The new law will prohibit any sterilizing surgery on a minor, such as the removal of male or female genitals. It will also prohibit surgeries that would artificially construct tissue that is meant to appear like the genitalia of the opposite sex. Doctors will also not be allowed to remove healthy female breasts for girls or perform breast augmentation surgery on boys or girls.
Other surgeries that remove healthy or non-diseased parts of the body on a minor will also be prohibited, such as facial reconstruction surgery, hair reconstruction surgery, voice surgery, or other aesthetic surgeries designed to facilitate a gender transition.
The law will prohibit doctors from prescribing any drugs that are intended to delay or suppress puberty in a child and will not allow doctors to provide estrogen or testosterone treatments on minors in amounts that would be greater than what would naturally occur in a person of the same sex at that child’s age.
If a doctor has already prescribed these drugs to a minor, the doctor must either immediately halt the treatment or wean the child off of the drugs if necessary. A medical professional who violates the law will have his or her medical license suspended for a minimum of two years and could be subject to civil litigation from the patient. The law does not establish any criminal penalties.
The legislation creates an exception for medically necessary procedures to treat infections, injuries, physical disorders, or physical illnesses.
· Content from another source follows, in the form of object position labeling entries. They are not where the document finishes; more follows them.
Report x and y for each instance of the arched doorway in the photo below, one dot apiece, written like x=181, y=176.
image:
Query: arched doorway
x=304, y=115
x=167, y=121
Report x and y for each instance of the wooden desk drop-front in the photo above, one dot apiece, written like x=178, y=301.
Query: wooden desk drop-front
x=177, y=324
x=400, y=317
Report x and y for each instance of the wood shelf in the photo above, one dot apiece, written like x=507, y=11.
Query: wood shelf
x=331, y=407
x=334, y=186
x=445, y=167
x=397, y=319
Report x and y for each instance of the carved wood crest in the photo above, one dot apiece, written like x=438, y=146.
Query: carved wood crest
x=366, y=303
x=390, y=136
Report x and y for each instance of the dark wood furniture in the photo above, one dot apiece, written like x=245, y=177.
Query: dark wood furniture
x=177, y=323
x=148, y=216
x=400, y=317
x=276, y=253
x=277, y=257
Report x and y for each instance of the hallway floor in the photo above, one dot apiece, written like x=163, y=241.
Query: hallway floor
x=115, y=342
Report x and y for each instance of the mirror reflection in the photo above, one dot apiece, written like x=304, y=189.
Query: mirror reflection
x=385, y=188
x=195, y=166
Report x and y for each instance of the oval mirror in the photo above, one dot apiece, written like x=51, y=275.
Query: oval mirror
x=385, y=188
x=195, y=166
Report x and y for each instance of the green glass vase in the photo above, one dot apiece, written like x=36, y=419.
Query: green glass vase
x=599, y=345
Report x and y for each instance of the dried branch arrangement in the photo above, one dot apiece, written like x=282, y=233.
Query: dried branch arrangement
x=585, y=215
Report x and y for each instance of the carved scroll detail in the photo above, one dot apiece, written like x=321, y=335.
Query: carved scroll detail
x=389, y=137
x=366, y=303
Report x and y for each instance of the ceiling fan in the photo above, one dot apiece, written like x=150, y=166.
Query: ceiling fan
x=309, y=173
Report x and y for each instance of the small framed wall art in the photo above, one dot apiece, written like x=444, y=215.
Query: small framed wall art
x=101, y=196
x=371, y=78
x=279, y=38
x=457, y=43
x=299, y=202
There is also an exception for children born with a medically verifiable sex disorder, such as children who are born with ambiguous sex characteristics.
Democratic Gov. John Bel Edwards criticized the Legislature’s overriding of his veto.
“Today, I was overridden for the second time on my veto of a bill that needlessly harms a very small population of vulnerable children, their families, and their health care professionals,” the governor said. “I expect the courts to throw out this unconstitutional bill as well.”
Republican Attorney General Jeff Landry voiced his support of the override in a statement, saying: “The woke liberal agendas that are destructive to children will not be tolerated in Louisiana.”
“We have sent a signal to America that Louisiana intends to strengthen the family unit and to protect children from harmful gender reassignment surgeries … and I’m proud of those in the Legislature who voted to make this override successful,” Landry said.
Louisiana became the 20th state to prohibit sex change surgeries for children, but the practice is still legal in most states.